Question

In an ac generator, if a coil of \( N \) turns and area \( A \) is rotated at \( \nu \) revolutions per second in a uniform magnetic field \( B \), then the motional emf produced is equal to \[ (t = 0 s, the coil is perpendicular to the field) \]
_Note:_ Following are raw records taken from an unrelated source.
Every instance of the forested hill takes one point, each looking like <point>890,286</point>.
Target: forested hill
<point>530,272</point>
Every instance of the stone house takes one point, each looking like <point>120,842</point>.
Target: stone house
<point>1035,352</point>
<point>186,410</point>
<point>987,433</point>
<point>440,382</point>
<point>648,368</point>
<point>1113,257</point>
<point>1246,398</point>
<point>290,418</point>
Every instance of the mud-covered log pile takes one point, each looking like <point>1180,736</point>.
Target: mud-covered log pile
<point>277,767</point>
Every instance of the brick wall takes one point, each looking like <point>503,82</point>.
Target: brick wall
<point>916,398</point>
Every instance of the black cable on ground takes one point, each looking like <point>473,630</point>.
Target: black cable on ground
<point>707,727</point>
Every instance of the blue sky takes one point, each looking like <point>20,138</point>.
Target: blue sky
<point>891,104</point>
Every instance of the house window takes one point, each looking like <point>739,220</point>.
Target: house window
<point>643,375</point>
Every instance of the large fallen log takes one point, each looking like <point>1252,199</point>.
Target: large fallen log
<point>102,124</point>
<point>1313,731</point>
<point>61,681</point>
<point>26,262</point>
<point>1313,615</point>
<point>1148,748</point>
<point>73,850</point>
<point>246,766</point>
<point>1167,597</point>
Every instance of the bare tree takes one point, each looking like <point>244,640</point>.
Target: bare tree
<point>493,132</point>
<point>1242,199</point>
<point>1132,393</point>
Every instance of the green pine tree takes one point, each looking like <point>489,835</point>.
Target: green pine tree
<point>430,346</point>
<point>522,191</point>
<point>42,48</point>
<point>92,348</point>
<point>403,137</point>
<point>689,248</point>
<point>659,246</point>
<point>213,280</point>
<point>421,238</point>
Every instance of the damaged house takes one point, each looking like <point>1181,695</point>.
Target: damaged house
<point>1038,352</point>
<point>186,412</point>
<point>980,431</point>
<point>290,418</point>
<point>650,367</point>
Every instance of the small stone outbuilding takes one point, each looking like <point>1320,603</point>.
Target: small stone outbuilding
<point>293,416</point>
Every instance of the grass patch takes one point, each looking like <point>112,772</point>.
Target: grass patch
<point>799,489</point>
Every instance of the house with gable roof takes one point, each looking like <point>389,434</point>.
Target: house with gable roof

• A. \( NBA (2\pi \nu) \sin(2\pi \nu t) \)
• B. \( NBA^2 (2\pi \nu) \sin(2\pi \nu t) \)
• C. \( N^2 B^2 A^2 (2\pi \nu) \sin(2\pi \nu t) \)
• D. \( NBA (4\pi \nu) \sin(2\pi \nu t) \)

Hint:

In ac generators, the emf produced is sinusoidal and depends on the number of turns, area of the coil, magnetic field strength, and the frequency of rotation.

Answer 1

The Correct Option is A

The emf induced in a rotating coil in a magnetic field is given by the formula: \[ \mathcal{E} = NBA (2\pi \nu) \sin(2\pi \nu t) \] Where: - \( N \) is the number of turns of the coil - \( B \) is the magnetic field strength - \( A \) is the area of the coil - \( \nu \) is the frequency of rotation - \( t \) is the time At \( t = 0 \), the coil is perpendicular to the field, so the maximum induced emf occurs at this time. The term \( (2\pi \nu) \) accounts for the angular frequency of the rotation, and the sine function represents the variation of the induced emf over time. Thus, the motional emf produced is \( \boxed{NBA (2\pi \nu) \sin(2\pi \nu t)} \).